Computer Science ›› 2025, Vol. 52 ›› Issue (11): 175-183.doi: 10.11896/jsjkx.240900141

• Computer Graphics & Multimedia • Previous Articles     Next Articles

Neural Radiance Field for Human Reconstruction Based on Multi-scale Hierarchical Network

WANG Yang, WANG Guodong, ZHAO Junli, SHENG Xiaomeng   

  1. College of Computer Science and Technology,Qingdao University,Qingdao,Shandong 266071,China
  • Received:2024-09-23 Revised:2025-02-06 Online:2025-11-15 Published:2025-11-06
  • About author:WANG Yang,born in 1998,postgra-duate.His main research interests include neural radiance fields and 3D human body reconstruction.
    WANG Guodong,born in 1980,Ph.D,professor,is a member of CCF(No.16234M).His main research interests include computer graphics and artificial intelligence.
  • Supported by:
    National Natural Science Foundation of China(62172247) and Qingdao Natural Science Foundation(23-2-1-163-zyyd-jch).

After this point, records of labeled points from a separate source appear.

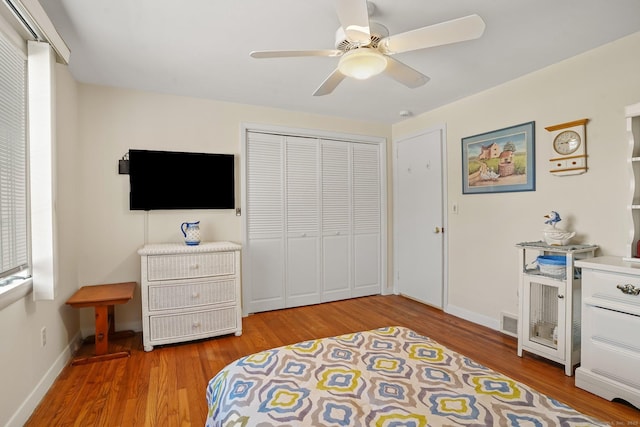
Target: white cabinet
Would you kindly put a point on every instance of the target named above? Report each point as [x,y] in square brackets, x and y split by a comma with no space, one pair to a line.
[610,364]
[549,303]
[189,292]
[313,220]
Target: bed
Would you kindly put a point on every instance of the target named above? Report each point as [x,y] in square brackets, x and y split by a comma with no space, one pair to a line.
[385,377]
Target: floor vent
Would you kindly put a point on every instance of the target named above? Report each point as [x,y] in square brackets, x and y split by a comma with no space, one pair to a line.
[509,324]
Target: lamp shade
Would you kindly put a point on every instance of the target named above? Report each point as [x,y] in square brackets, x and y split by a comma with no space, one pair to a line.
[362,63]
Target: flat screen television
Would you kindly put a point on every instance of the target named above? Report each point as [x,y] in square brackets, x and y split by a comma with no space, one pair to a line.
[180,180]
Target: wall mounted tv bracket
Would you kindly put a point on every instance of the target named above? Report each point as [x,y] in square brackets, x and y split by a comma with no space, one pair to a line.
[123,164]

Abstract: The reconstruction of 3D human models from monocular RGB video faces challenges in accurately capturing human poses,especially when using prior models like SMPL.Due to its rigid assumptions,such models struggle to depict subtle pose variations,leading to suboptimal reconstruction results.Additionally,existing NeRF-based human modeling methods often generate unnatural shadows or floating artifacts around certain body parts when rendering unseen poses,and their representation of texture details tends to be insufficient.To address these issues,this paper proposes a hierarchical network based on the Triplane Multiscale learning,aims at enhancing the texture details of 3D human models through NeRF techniques and improving the model's generalization capability across different poses.In terms of methodology,multi-resolution hash encoding is employed to replace the traditional sinusoidal frequency encoding function,allowing for more efficient capture of high-frequency human features and speeding up model convergence.The Triplane Multiscale learning strategy is applied to capture pose details,effectively improving the accuracy and visual quality of 3D reconstructions.Experiments demonstrate that the proposed improvements significantly enhance the reconstruction of 3D human models,especially when handling complex pose variations.The method shows notable advantages in terms of training speed,rendering quality,and pose generalization capabilities.By applying this model,the resulting 3D human models exhibit more realistic details,and the synthesized results for novel poses are of high quality,further advancing the development of 3D human reconstruction technology from monocular video.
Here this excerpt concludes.